We've all gotten the email — “Hi, it's your Google ad rep, and I saw some things in your account I think you can improve. We should get on a call and I can help!”
You only have to be on one of those calls to realize they're not consultants, they're salespeople. And their advice will probably be less about your specific account, and more about having you spend more, or blindly accept the platform's AI-based recommendations.
It's not just Google, of course. DTC marketer Barry Hott last week posted this on LinkedIn:
Some questions those reps won't answer are things like how many other accounts are you managing? Where are you located? Are you paid an incentive if I increase my spend?
Well now, we know some of those answers — at least, those for reps hired by one company Google subcontracts this work to: Teleperformance. The very name sounds like sales call centre from the 80s.
Freelance ad consultant Boris Beceric also wondered about this, so he decided to apply for a job there. Not for the job, but for information. And last week he told me they were pretty uninterested in his experience with, you know, ad campaigns.

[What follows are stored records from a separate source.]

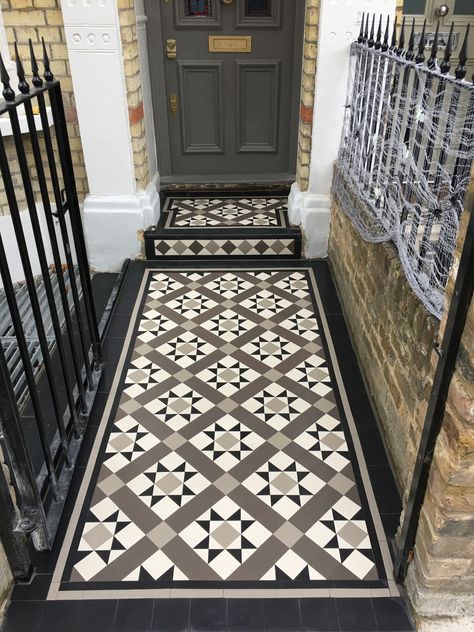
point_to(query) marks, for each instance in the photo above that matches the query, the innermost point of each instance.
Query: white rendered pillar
(115, 210)
(339, 26)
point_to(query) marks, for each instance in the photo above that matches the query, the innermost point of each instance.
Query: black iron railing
(407, 149)
(49, 327)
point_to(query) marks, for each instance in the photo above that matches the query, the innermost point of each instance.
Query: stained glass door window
(258, 8)
(198, 8)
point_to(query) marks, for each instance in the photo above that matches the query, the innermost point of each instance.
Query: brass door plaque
(230, 43)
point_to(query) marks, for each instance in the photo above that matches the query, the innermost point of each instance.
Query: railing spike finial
(401, 40)
(461, 69)
(23, 85)
(8, 93)
(386, 34)
(360, 39)
(411, 43)
(371, 40)
(378, 41)
(432, 61)
(37, 81)
(393, 43)
(445, 66)
(48, 75)
(420, 58)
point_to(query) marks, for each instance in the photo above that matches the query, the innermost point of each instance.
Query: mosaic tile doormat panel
(230, 212)
(226, 459)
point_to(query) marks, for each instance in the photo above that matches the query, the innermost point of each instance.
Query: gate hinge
(28, 521)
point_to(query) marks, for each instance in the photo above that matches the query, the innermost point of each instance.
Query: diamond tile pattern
(227, 213)
(225, 459)
(237, 246)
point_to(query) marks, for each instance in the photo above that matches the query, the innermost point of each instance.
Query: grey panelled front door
(231, 70)
(458, 12)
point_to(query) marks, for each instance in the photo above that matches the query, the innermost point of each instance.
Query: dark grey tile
(208, 615)
(373, 447)
(118, 326)
(60, 616)
(356, 615)
(392, 615)
(133, 615)
(385, 489)
(171, 615)
(282, 615)
(245, 615)
(96, 615)
(36, 589)
(22, 616)
(390, 523)
(319, 615)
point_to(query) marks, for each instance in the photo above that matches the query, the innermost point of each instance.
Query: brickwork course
(310, 50)
(395, 338)
(35, 19)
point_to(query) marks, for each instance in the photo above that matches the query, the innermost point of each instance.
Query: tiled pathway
(234, 462)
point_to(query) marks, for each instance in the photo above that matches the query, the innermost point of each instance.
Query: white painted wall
(115, 211)
(339, 25)
(146, 86)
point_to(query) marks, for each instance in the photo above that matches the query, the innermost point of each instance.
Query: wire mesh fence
(406, 152)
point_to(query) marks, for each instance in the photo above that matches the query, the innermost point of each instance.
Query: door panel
(201, 101)
(258, 13)
(461, 13)
(259, 93)
(233, 117)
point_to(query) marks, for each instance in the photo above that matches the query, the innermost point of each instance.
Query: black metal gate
(50, 353)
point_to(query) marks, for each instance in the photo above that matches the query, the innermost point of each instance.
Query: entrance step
(233, 227)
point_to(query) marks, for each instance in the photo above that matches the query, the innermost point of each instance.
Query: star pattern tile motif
(178, 407)
(221, 213)
(276, 406)
(227, 442)
(224, 443)
(168, 485)
(270, 348)
(185, 349)
(228, 376)
(284, 484)
(225, 536)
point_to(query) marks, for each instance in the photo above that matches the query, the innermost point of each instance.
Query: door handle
(173, 100)
(171, 49)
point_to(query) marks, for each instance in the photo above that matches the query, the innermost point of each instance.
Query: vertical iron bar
(58, 265)
(42, 256)
(33, 518)
(23, 346)
(64, 236)
(23, 248)
(57, 108)
(455, 322)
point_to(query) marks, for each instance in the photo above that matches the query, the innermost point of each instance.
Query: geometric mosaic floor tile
(284, 484)
(225, 536)
(276, 406)
(227, 442)
(225, 458)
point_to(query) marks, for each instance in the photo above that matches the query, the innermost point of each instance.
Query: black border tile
(133, 615)
(356, 615)
(208, 615)
(171, 615)
(282, 615)
(392, 615)
(96, 615)
(245, 615)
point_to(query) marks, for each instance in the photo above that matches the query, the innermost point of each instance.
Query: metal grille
(406, 153)
(9, 340)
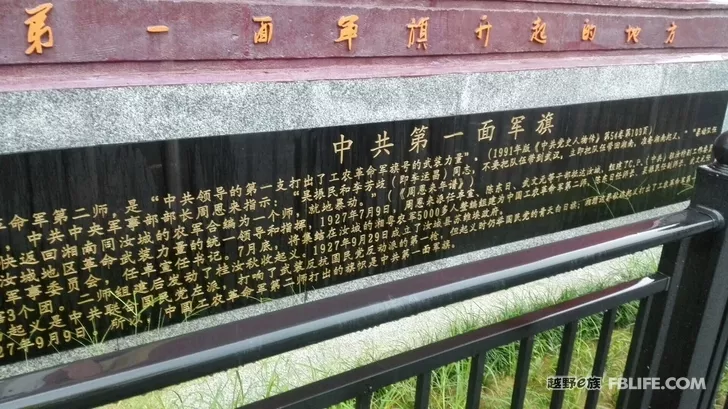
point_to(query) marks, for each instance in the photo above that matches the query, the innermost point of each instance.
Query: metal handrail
(118, 375)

BORIS: Most of the questions were around prior sales experience. If I had ever worked in an environment where I had to make outbound sales calls.
TOD: And you got an offer.
BORIS: I have the offer in front of me and it says annual gross salary: €24,310
Just for comparison, that's a little over $27,000 US a year — which is just over $13 an hour. That's below the minimum wage in some U.S. states like New York and New Jersey.
And in case you've had one of these calls, they might have felt a little rushed. Or, at the very least, only surface-deep — like they didn't really look at your account. Turns out, there's a reason for that.
BORIS: I confirmed with the team lead who interviewed me. He said I would start with 330 accounts.
TOD: 330?!
BORIS: Yeah, that's a lot of accounts, isn't it?
TOD: Oh, my God. Yes.
BORIS: And you also have to implement 35% to 40% the recommendations of the day. So that's autoplay recommendation, check all the boxes, remove redundant keywords, use bidding strategy, stuff like that. That's the day to day job of [a Teleperformance worker].
There's no time to look at the account. There is no time to get to know the client. There's no time for any of that. There's only time to get them on the phone and read from the script.
Boris Beceric is a freelance Google Ads consultant. You can reach him on LinkedIn at https://www.linkedin.com/in/borisbeceric/
We asked Google for comment about the workload and wages, and they provided this statement:
Google partners with companies, like Teleperformance, to provide certain advertising account services. These companies are solely responsible for determining the employment conditions for their workers and must comply with our global Supplier Code of Conduct, which outlines requirements related to wages, fair treatment and more.
We reviewed that Code of Conduct. It doesn't actually reference low wages or workload, so we asked for clarification last Friday, and did not hear back by deadline.